[Tarantool-patches] [PATCH v2 09/11] raft: introduce state machine
Serge Petrenko
sergepetrenko at tarantool.org
Wed Sep 23 12:59:07 MSK 2020
23.09.2020 01:48, Vladislav Shpilevoy пишет:
> Consider a new pack of fixes on top of the branch.
>
> ====================
> [tosquash] raft: lots of amendments
>
> * Raft request can't be sent during final join, so its skipping is
> removed from there;
>
> * Raft state broadcast became asynchronous (done in the worker
> fiber). The motivation here is to be able to collect multiple
> updates in one event loop iteration and send them in one batch.
> Not caring if broadcast is expensive to call multiple times in
> one function or not.
>
> * Raft messages now contain complete state of the sender: its
> role, term, vote (if not 0), vclock (if candidate).

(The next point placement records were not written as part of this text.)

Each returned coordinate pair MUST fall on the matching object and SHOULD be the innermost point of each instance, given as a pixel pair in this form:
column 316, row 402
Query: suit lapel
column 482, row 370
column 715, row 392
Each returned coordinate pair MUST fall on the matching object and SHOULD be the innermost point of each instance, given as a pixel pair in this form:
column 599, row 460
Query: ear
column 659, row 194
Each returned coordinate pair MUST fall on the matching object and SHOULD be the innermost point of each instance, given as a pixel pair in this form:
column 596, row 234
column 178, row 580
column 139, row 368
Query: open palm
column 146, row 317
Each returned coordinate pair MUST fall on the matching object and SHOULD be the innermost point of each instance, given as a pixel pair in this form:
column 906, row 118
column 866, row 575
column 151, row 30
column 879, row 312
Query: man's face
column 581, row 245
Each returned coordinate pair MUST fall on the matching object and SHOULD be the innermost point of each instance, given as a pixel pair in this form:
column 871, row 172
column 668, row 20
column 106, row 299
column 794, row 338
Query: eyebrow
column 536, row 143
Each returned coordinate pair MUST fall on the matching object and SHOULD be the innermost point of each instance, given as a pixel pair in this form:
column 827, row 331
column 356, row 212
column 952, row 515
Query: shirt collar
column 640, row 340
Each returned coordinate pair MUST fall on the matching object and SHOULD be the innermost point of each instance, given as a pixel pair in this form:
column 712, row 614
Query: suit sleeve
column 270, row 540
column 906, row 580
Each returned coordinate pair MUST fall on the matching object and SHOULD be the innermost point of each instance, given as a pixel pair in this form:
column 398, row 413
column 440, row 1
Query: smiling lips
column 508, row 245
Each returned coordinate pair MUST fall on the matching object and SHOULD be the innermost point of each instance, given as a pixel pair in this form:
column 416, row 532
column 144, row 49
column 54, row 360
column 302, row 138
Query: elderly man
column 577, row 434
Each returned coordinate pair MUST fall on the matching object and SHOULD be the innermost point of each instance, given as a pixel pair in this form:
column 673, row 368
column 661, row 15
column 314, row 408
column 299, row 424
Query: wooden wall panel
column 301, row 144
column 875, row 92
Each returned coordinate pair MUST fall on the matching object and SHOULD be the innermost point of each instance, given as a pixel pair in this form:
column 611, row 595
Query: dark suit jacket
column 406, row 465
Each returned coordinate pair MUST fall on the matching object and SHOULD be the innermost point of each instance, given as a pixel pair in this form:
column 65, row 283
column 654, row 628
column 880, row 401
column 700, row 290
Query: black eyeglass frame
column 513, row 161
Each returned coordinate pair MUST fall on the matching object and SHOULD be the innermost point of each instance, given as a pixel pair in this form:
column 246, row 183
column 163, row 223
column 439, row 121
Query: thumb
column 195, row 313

That allows
> to simplify a lot of code sacrificing saving a couple of bytes
> in the network.
>
> * raft_process_msg() does protocol validation.
>
> * Log messages about vote request being skipped are reworded and
> reordered. So as to make them less scary when their skip is
> totally fine. Also the comments about skips are removed, since
> they just duplicated the log messages.
>
> * Fixed a bug when leader could disable Raft, but it still was
> considered a leader by the other nodes. Now they see it and
> start a new election.
>
> diff --git a/src/box/applier.cc b/src/box/applier.cc
> index 10186ab91..7686d6cbc 100644
> --- a/src/box/applier.cc
> +++ b/src/box/applier.cc
> @@ -301,8 +301,6 @@ apply_final_join_row(struct xrow_header *row)
> */
> if (iproto_type_is_synchro_request(row->type))
> return 0;
> - if (iproto_type_is_raft_request(row->type))
> - return 0;
> struct txn *txn = txn_begin();
> if (txn == NULL)
> return -1;
> @@ -895,8 +893,7 @@ applier_handle_raft(struct applier *applier, struct xrow_header *row)
> struct vclock candidate_clock;
> if (xrow_decode_raft(row, &req, &candidate_clock) != 0)
> return -1;
> - raft_process_msg(&req, applier->instance_id);
> - return 0;
> + return raft_process_msg(&req, applier->instance_id);
> }
>
> /**
> diff --git a/src/box/raft.c b/src/box/raft.c
> index f712887a1..ce90ed533 100644
> --- a/src/box/raft.c
> +++ b/src/box/raft.c
> @@ -61,6 +61,7 @@ struct raft raft = {
> .is_candidate = false,
> .is_cfg_candidate = false,
> .is_write_in_progress = false,
> + .is_broadcast_scheduled = false,
> .term = 1,
> .vote = 0,
> .vote_mask = 0,
> @@ -177,16 +178,9 @@ raft_election_quorum(void)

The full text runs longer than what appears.